A Denver District Court jury found John Pico and his company, Aspen Brokerage Co. of Denver, liable for breach of their fiduciary duties to Mel Nelson, former owner of Metro Auto (Oldsmobile-Honda-Suzuki) and Metro Toyota.
Pico and his lawyer, Douglas McKinnon of Denver, said they will ask Judge Lawrence Manzanares to set aside the verdict and order a new trial. If that move fails, they intend to appeal the award.
The suit stems from Pico's handling of the 1991 sale of the two dealerships to John Elway and Rod Buscher. Nelson's lawyer, Richard Podell of Denver, said the transaction took place when the Colorado economy was in trouble and the dealerships were heavily in debt to General Motors Acceptance Corp. and other creditors.

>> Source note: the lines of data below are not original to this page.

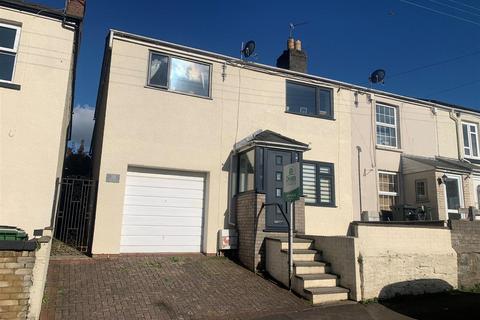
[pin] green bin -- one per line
(12, 233)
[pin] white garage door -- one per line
(163, 212)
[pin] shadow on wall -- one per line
(414, 287)
(438, 306)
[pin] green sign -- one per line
(291, 182)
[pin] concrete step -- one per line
(316, 280)
(310, 267)
(325, 294)
(298, 243)
(304, 254)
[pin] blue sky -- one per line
(344, 39)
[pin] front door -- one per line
(453, 193)
(275, 161)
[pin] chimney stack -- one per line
(76, 8)
(293, 58)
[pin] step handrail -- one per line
(290, 235)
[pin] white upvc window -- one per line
(386, 121)
(387, 190)
(470, 139)
(9, 38)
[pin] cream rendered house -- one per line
(38, 52)
(182, 133)
(420, 153)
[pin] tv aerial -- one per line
(247, 50)
(377, 76)
(294, 25)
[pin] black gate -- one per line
(75, 214)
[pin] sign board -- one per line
(291, 182)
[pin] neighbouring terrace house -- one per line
(38, 53)
(189, 142)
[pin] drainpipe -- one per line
(456, 119)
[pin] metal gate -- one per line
(75, 214)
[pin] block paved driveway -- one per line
(160, 287)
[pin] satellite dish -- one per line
(248, 48)
(377, 76)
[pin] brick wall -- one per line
(251, 228)
(466, 242)
(15, 282)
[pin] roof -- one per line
(271, 139)
(451, 105)
(445, 163)
(280, 71)
(39, 9)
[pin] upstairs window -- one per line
(421, 190)
(318, 183)
(386, 120)
(179, 75)
(470, 140)
(9, 36)
(309, 100)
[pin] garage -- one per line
(163, 211)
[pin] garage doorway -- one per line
(163, 211)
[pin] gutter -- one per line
(280, 71)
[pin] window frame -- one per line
(383, 124)
(424, 198)
(395, 194)
(14, 50)
(237, 186)
(317, 100)
(318, 174)
(469, 136)
(167, 88)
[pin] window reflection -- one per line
(189, 77)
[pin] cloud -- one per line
(82, 126)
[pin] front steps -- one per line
(311, 278)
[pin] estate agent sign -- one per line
(291, 182)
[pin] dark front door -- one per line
(275, 160)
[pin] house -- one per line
(189, 142)
(38, 54)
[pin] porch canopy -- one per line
(268, 138)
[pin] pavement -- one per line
(199, 287)
(160, 287)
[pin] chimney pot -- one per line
(290, 44)
(298, 45)
(76, 8)
(293, 58)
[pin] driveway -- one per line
(160, 287)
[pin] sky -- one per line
(429, 48)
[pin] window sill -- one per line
(177, 92)
(312, 115)
(385, 148)
(9, 85)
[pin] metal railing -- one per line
(75, 214)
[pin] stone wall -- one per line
(466, 242)
(16, 268)
(251, 228)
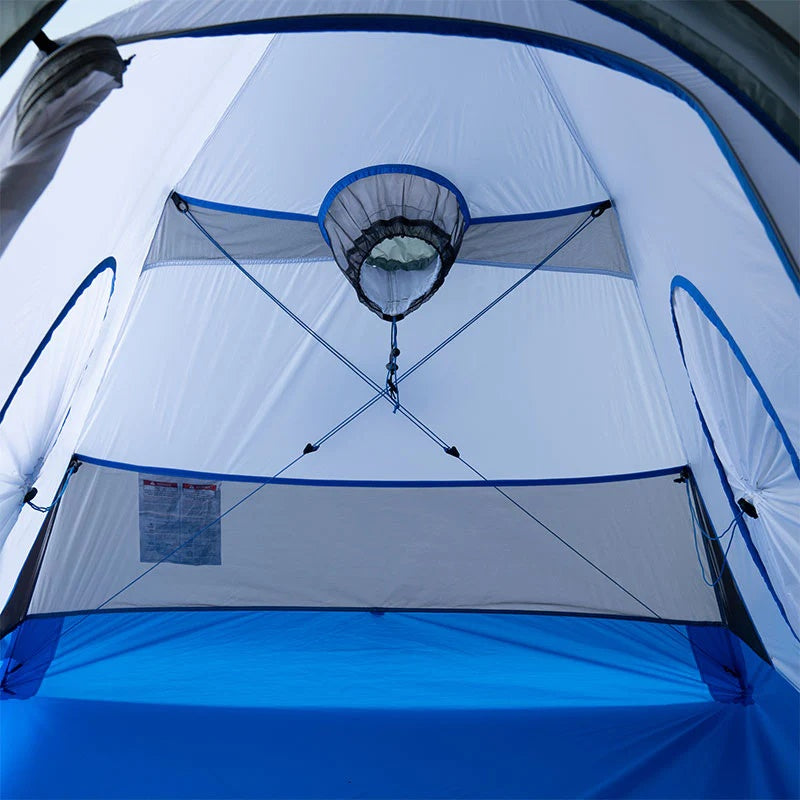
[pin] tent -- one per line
(403, 399)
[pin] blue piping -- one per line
(630, 476)
(395, 23)
(108, 263)
(385, 169)
(680, 282)
(561, 212)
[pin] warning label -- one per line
(179, 521)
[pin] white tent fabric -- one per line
(759, 459)
(570, 27)
(104, 202)
(575, 374)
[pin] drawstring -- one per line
(391, 369)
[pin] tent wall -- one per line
(696, 223)
(375, 545)
(580, 29)
(581, 392)
(103, 202)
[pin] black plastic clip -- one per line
(180, 203)
(598, 210)
(747, 507)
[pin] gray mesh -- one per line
(366, 546)
(521, 243)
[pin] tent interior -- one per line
(268, 569)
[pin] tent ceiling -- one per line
(319, 107)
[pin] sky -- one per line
(73, 15)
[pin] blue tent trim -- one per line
(680, 282)
(234, 478)
(107, 264)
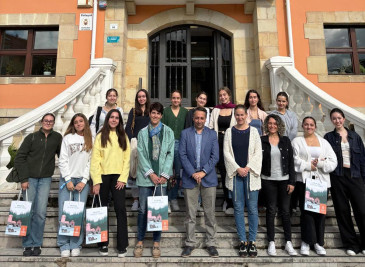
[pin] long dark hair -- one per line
(247, 103)
(88, 145)
(138, 107)
(105, 131)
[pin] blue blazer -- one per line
(209, 157)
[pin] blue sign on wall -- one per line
(112, 39)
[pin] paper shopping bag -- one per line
(19, 217)
(72, 217)
(315, 198)
(96, 224)
(157, 213)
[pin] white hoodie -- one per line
(74, 162)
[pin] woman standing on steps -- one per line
(74, 164)
(174, 117)
(347, 182)
(222, 118)
(138, 118)
(97, 120)
(243, 159)
(278, 179)
(109, 171)
(313, 156)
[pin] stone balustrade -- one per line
(83, 96)
(306, 99)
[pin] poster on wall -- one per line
(86, 22)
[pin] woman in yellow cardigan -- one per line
(109, 171)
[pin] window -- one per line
(345, 49)
(28, 52)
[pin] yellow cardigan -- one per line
(110, 159)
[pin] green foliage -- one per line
(12, 152)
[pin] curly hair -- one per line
(279, 122)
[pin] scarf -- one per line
(154, 133)
(223, 106)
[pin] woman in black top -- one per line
(138, 118)
(347, 182)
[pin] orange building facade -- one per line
(190, 46)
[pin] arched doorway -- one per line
(189, 58)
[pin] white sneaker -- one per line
(304, 249)
(175, 205)
(289, 248)
(229, 211)
(75, 252)
(65, 253)
(271, 250)
(135, 205)
(319, 249)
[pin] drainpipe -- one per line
(290, 33)
(93, 38)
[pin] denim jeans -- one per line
(145, 192)
(241, 195)
(173, 191)
(38, 192)
(71, 242)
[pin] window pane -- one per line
(336, 38)
(14, 39)
(362, 63)
(46, 40)
(339, 63)
(42, 65)
(360, 37)
(12, 65)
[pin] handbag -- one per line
(19, 216)
(72, 217)
(315, 197)
(157, 212)
(96, 224)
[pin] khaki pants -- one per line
(208, 195)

'The business broker totally abandoned his client and worked with the purchasers in complete disregard of Nelson's rights and interests,' Podell said. He said Nelson lost his equity and anticipated profits. The verdict included $2.5 million in punitive and $8 million in compensatory damages and refund of the commission.
Pico said he has brokered the sale of more than 80 percent of all financially troubled dealerships in Colorado since 1976. He denied any misconduct. Rather than costing Nelson his equity as the suit alleged, Pico described it as an 'upside-down deal' in which Nelson's obligations were $12 million to $13 million.
To make the transaction work, Pico said, he persuaded GMAC to pay almost $1 million at the closing to cover the dealerships' unpaid taxes, service contracts and customer liens.
Pico also said he changed his normal policy requiring cash payment of his brokerage commission at the closing. Instead, he agreed to accept $50 per vehicle sold by the dealerships until his $740,000 commission was paid.
Elway and Buscher later sold the dealerships to Republic Industries Inc., lawyers for both sides said.
Nelson's separate claim against Elway and Buscher, alleging that they aided and abetted Pico's breach of fiduciary duty, was dismissed without trial. That decision is on appeal, McKinnon said.